Pourtant, lorsque les rapports sont sereins et équilibrés, travailler en famille offre le plus grand des luxes selon moi : la confiance. C’est vraiment ce qui m’a frappé lorsque j’ai interrogé les vignerons pour cet article. Anne Sutra de Germa du domaine Monplézy à Pézenas (Hérault) le résume ainsi : « en cas de pépin, le noyau dur, c’est nous ».
Au Mas Baudin, à Monfrin (Gard), Amélie Bonnard travaille avec son frère Vincent, épaulés par leurs parents aujourd’hui retraités. Lorsque je l’interroge sur les avantages et les inconvénients de travailler en famille, elle me répond : « Selon moi il n’y a que du positif. Avec mon frère nous sommes très proches, un peu comme des jumeaux. Cette proximité facilite énormément les échanges, la communication. Je me sens en confiance totale et nous sommes très complémentaires. J’ai parfois plus confiance en son jugement que dans le mien ».
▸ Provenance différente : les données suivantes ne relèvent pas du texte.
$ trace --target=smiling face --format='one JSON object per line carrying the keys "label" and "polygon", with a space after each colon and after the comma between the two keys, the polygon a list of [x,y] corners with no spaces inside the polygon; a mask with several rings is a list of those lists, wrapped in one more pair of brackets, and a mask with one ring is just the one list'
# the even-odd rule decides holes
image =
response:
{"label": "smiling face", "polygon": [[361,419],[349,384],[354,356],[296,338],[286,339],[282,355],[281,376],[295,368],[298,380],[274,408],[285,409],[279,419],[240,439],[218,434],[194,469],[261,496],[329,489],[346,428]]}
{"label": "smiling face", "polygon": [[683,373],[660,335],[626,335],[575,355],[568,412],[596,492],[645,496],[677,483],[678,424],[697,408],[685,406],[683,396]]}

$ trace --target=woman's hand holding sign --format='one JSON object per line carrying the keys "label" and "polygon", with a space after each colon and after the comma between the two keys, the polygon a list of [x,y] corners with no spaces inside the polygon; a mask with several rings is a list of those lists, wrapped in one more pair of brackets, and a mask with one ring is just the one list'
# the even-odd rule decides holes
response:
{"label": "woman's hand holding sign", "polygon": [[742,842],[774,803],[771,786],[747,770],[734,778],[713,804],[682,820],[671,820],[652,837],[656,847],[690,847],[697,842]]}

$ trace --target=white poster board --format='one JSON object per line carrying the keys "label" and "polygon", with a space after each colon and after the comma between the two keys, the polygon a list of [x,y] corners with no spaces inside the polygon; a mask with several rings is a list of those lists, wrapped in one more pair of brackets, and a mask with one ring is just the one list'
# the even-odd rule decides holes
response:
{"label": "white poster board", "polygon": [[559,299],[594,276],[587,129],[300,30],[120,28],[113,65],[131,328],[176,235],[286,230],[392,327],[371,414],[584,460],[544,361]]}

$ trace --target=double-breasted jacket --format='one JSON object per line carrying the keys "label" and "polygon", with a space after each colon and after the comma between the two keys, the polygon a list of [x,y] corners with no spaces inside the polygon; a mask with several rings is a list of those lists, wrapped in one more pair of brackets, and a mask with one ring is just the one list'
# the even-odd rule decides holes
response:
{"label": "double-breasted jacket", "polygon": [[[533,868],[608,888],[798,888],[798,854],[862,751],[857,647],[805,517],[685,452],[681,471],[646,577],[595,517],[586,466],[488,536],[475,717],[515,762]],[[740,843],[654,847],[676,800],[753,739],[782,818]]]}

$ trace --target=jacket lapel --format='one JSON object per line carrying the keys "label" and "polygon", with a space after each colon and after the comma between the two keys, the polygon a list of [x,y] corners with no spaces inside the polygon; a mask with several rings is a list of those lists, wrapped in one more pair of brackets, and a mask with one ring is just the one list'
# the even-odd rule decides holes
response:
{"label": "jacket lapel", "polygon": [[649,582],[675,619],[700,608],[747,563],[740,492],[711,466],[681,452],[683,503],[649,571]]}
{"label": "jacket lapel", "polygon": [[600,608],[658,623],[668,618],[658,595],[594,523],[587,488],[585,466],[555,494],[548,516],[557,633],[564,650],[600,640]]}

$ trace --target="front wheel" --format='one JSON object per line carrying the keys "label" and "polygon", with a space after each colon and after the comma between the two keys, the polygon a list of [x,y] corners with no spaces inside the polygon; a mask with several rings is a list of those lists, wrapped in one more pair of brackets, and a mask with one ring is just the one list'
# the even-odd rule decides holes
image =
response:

Au domaine Belle en Crozes-Hermitage, Valentin Belle et son frère Guillaume ont intégré l’entreprise mais les parents sont encore présents. « Mon grand-père était coopérateur, il a attendu que mon père termine ses études pour s’installer en cave particulière. Aujourd’hui ma mère, mon père, mon frère et moi travaillons au domaine et, depuis deux, trois ans, les décisions se prennent de manière collégiale. » précise Valentin. Lorsque j’évoque le conflit de générations en cas de désaccord, il n’est pas tout à fait d’accord : « Non, je ne crois pas que ce soit un conflit de générations. Mes parents sont bien conscients qu’il faut faire évoluer les choses mais, en même temps, ils ont encore envie de pouvoir mettre leur grain de sel. C’est normal. »
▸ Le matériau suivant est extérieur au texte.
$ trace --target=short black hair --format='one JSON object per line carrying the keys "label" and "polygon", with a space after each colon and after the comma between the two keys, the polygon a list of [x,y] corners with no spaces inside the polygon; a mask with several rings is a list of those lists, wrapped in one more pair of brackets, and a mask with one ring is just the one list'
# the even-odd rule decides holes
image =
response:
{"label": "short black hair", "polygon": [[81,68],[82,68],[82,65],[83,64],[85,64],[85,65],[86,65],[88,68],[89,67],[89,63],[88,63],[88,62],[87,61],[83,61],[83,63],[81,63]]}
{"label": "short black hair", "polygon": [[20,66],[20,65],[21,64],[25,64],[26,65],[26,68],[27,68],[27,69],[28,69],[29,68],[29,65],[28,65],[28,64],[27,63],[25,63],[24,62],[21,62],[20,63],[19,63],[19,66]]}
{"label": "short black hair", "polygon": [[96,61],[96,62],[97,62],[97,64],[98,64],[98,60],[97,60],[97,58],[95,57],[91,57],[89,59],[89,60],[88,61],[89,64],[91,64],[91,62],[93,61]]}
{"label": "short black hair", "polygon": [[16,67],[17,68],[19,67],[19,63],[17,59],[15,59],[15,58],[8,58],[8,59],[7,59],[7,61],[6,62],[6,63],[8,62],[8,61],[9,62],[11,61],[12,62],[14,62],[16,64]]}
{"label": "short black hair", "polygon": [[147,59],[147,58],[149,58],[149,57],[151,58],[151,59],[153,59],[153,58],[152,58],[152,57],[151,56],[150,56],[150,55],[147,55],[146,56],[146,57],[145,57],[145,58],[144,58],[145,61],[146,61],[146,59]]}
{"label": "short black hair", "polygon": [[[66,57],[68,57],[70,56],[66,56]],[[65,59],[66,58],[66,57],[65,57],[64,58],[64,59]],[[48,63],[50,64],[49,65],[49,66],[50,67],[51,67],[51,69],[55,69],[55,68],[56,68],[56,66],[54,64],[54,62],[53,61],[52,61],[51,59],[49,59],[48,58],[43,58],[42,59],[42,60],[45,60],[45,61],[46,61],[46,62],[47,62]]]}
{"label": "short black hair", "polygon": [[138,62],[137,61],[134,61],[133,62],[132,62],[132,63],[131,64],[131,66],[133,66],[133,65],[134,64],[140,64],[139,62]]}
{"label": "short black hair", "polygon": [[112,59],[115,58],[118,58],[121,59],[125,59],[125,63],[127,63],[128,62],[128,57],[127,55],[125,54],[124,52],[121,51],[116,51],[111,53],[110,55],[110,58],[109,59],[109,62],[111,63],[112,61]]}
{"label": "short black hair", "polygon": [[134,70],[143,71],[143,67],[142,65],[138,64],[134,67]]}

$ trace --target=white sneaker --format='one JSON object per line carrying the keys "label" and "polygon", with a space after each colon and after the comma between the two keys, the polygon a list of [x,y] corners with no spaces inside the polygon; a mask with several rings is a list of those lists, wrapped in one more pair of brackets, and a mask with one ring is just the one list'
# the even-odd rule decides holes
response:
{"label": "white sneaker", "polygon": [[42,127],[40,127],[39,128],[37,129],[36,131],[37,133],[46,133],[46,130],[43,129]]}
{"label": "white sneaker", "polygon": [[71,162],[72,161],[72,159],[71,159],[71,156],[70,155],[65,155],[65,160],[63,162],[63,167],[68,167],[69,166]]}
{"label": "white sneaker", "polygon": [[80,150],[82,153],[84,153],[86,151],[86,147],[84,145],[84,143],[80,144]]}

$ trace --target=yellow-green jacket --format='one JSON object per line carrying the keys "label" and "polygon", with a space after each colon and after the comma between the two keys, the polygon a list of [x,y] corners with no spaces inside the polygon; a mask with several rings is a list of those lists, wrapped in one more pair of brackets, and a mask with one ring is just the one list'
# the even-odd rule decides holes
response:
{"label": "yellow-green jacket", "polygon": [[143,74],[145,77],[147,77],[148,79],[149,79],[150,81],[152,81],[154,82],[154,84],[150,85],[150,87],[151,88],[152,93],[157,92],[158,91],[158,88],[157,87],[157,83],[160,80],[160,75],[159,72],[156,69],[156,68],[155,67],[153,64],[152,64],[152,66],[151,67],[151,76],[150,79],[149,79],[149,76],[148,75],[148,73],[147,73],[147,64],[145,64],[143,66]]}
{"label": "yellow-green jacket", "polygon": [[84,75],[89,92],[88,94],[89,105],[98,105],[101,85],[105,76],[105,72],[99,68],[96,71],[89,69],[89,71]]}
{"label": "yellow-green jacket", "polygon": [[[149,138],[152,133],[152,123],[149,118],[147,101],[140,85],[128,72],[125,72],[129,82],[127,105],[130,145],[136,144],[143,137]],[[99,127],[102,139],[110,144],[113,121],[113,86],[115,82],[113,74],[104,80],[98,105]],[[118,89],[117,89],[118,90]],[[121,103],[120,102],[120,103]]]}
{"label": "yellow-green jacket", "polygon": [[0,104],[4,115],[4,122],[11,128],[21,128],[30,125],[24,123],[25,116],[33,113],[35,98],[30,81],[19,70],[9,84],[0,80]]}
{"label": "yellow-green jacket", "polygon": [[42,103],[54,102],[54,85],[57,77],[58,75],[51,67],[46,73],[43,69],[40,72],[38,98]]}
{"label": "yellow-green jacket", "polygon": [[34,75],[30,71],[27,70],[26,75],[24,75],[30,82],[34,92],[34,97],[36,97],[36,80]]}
Quand je les interroge sur la résolution des conflits, chacun sa méthode. Certains prônent le dialogue, le temps, quand d’autres préfèrent prendre une décision coûte que coûte. Mais il y a des règles qui reviennent, notamment celle de laisser de la liberté et de l’autonomie aux derniers arrivés. Une des recettes du succès selon Matthieu Baillette du Pas de la Dame, en appellation Malepère. Matthieu est associé à Franck Roger, son beau-frère. « Lorsque nous avons repris le domaine, mes parents ont pris du recul du jour au lendemain. Ils n’interviennent plus dans le processus de décision. Si nous avons besoin d’un conseil, ils sont là, mais c’est tout. » Au domaine Monplézy Anne Sutra de Germa voit les choses de la même manière : « D’abord il faut que les rôles soient bien définis et que les uns n’empiètent pas sur le travail des autres. Aujourd’hui, la vinification, c’est Benoit [son fils ]. On peut donner notre avis mais, maintenant, c’est lui le boss. Ensuite il faut accepter de s’effacer au profit des jeunes générations. » Lucide, elle poursuit : « Nous sommes très fiers de Benoit. On a conscience de la difficulté de ce métier avec la sécheresse, l’inflation, les années à venir ne seront pas forcément un cadeau que nous faisons à notre fils. Il faut qu’il puisse se sentir pleinement investi. » La cuvée Calcaire Nord signée Benoit Gil et non domaine Monplézy en est le parfait exemple.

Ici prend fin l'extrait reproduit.